ACM AI Workshops
Crash Course on Machine Learning
UAS@UCLA is collaborating with ACM AI in order to lay down the foundation as well as develop the vision platform.
See the GitHub page.
Machine Learning Crash Course
Stuff to Know Before Workshops
- Python and NumPy
Linear regression is continuous while classification is discrete. Both have cost functions.
Logistic Regression is a machine learning model used primarily for problem spaces where a selection from a group of categories/classes is needed.
Python and NumPy
NumPy is a library for the Python programming language, adding support for large, multi-dimensional arrays and matrices, along with a large collection of high-level mathematical functions to operate on these arrays.

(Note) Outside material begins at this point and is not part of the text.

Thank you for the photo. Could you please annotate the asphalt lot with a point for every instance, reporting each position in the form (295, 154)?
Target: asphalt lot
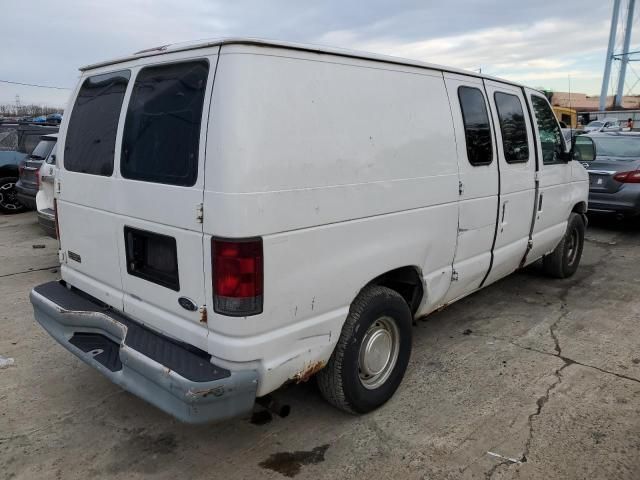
(544, 374)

See this textbook website. The PDF copy is free. Skim through Chapters 1, 3, 4, and 10. These chapters are short reads. We expect you to have a high level understanding of these concepts.
You have an input layer, hidden layers, and an output layer.
The passing between layers is a computation (e.g. softmax, sigmoid functions), outputting a new vector. You keep passing the input deeper and deeper into more layers.
Multilayer Neural Networks and Applications
Backpropagation is used instead of gradient descent for neural networks. Backpropagation takes the partial derivatives of the cost with respect to the weights.